Bildband "Unintended Beauty"

Die Schönheit der Maschine

Apparatur oder Kunstwerk? Der britische Fotograf Alastair Philip Wiper hat in Fabriken und Forschungslaboren nach Erhabenheit gesucht

In Sally O'Reillys Kunstwelt-Roman "Crude" gibt es ein Kapitel, in dem die Kritikerin Ida zum ersten Mal eine Erdöl-Raffinerie sieht. Die massiven Metallrohre leuchten von hunderten Laternen bestrahlt in der Abenddämmerung und die Protagonistin fragt sich, von wem dieses radikale und bahnbrechende Werk stammt. Blättert man durch die Seiten von Alastair Philip Wipers Bildband "Unintended Beauty", geht es einem ähnlich: Die Funken-Strecke der Technischen Universität Dänemark erinnert an eine abstrakte geometrische Skulptur, ihr reflexionsfreier Raum könnte mit seinen dunkelblauen Schaumstoffkegeln Teil einer Hito Steyerl-Videoinstallation sein. In sorgfältigen Reihen auf einem Rollwagen aufgehängte Leberwürste erinnern an die Arbeiten Erwin Wurms. 

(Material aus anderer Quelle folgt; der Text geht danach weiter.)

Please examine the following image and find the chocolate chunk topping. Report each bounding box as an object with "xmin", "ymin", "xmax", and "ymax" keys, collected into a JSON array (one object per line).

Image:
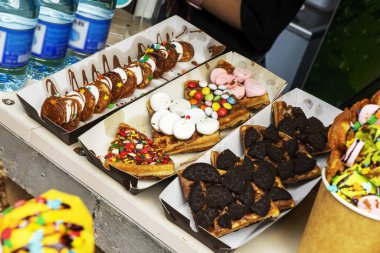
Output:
[
  {"xmin": 268, "ymin": 187, "xmax": 293, "ymax": 201},
  {"xmin": 182, "ymin": 163, "xmax": 221, "ymax": 183},
  {"xmin": 247, "ymin": 141, "xmax": 267, "ymax": 160},
  {"xmin": 267, "ymin": 144, "xmax": 284, "ymax": 163},
  {"xmin": 292, "ymin": 107, "xmax": 306, "ymax": 117},
  {"xmin": 206, "ymin": 185, "xmax": 234, "ymax": 207},
  {"xmin": 218, "ymin": 214, "xmax": 232, "ymax": 229},
  {"xmin": 237, "ymin": 182, "xmax": 255, "ymax": 206},
  {"xmin": 254, "ymin": 160, "xmax": 276, "ymax": 191},
  {"xmin": 228, "ymin": 203, "xmax": 249, "ymax": 220},
  {"xmin": 263, "ymin": 124, "xmax": 280, "ymax": 143},
  {"xmin": 251, "ymin": 193, "xmax": 271, "ymax": 217},
  {"xmin": 189, "ymin": 182, "xmax": 206, "ymax": 213},
  {"xmin": 296, "ymin": 132, "xmax": 309, "ymax": 143},
  {"xmin": 216, "ymin": 149, "xmax": 240, "ymax": 170},
  {"xmin": 277, "ymin": 159, "xmax": 294, "ymax": 180},
  {"xmin": 294, "ymin": 154, "xmax": 316, "ymax": 174},
  {"xmin": 244, "ymin": 127, "xmax": 261, "ymax": 148},
  {"xmin": 222, "ymin": 168, "xmax": 245, "ymax": 193},
  {"xmin": 194, "ymin": 210, "xmax": 211, "ymax": 229},
  {"xmin": 284, "ymin": 138, "xmax": 298, "ymax": 158},
  {"xmin": 307, "ymin": 133, "xmax": 326, "ymax": 151},
  {"xmin": 277, "ymin": 117, "xmax": 297, "ymax": 136}
]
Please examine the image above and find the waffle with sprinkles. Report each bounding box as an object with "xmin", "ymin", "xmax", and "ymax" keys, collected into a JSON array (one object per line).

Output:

Für "Unintended Beauty" hat der britische Fotograf Versuchslabore, Fabriken, Gewächshäuser, Hightech-Werkstätte und Werften besucht – Orte, an denen sich Industrie und Wissenschaft verzahnen. Die Funktion der hochspezialisierten Maschinen, die hinter ihren Türen liegen, dürfte den wenigsten Betrachtern bekannt sein. Vielleicht verstärkt das den Eindruck der Erhabenheit, die sie ausstrahlen: riesige Apparaturen, deren Aufgabe drin besteht, kleinste Atome zu untersuchen, hochpräzise verarbeitete Oberflächen aus glänzendem Metall, perfekte Kurven, scharfe Spitzen, und kerzengerade Linien, die man in der Natur so nie antreffen würde. Wipers fotografisches Interesse an der Maschine ist ein rein ästhetisches. Mit seinen Bildern hebt er die Proportionalität und Symmetrie seiner technischen Modelle hervor. "Unintended Beauty" ist weniger ein Eklärbildband als vielmehr eine Anthologie industrieller Ikonografie.

"Durch tausende Jahre Versuch und Irrtum haben wir gelernt, dass eine gut ausbalancierte Struktur essentiell für ein optimales Funktionieren ist. In der Balance steckt Schönheit und, so hofft man, eine Nähe zur Wahrheit," schreibt der theoretische Physiker Marcelo Geisler in seinem Vorwort des Buches. Wiper hat sich Orte der Produktion ausgesucht, die Bände über zeitgenössische Konflikte und Begehren sprechen: die Werkstatt des amerikanischen Sexpuppen-Herstellers Realdoll, ein dänisches Gewächshaus für medizinisches Cannabis, das gläserne und hochautomatisierte Schlachthaus Danish Crown, in dem wöchentlich 100.000 Scheine getötet werden. Die Strukturen, die Wiper hier hervorarbeitet, transzendieren den zeitgenössischen Diskurs und fügen sich ein in eine uralte, häufig unbewusste Tradition des wissenschaftlichen Strebens nach Schönheit.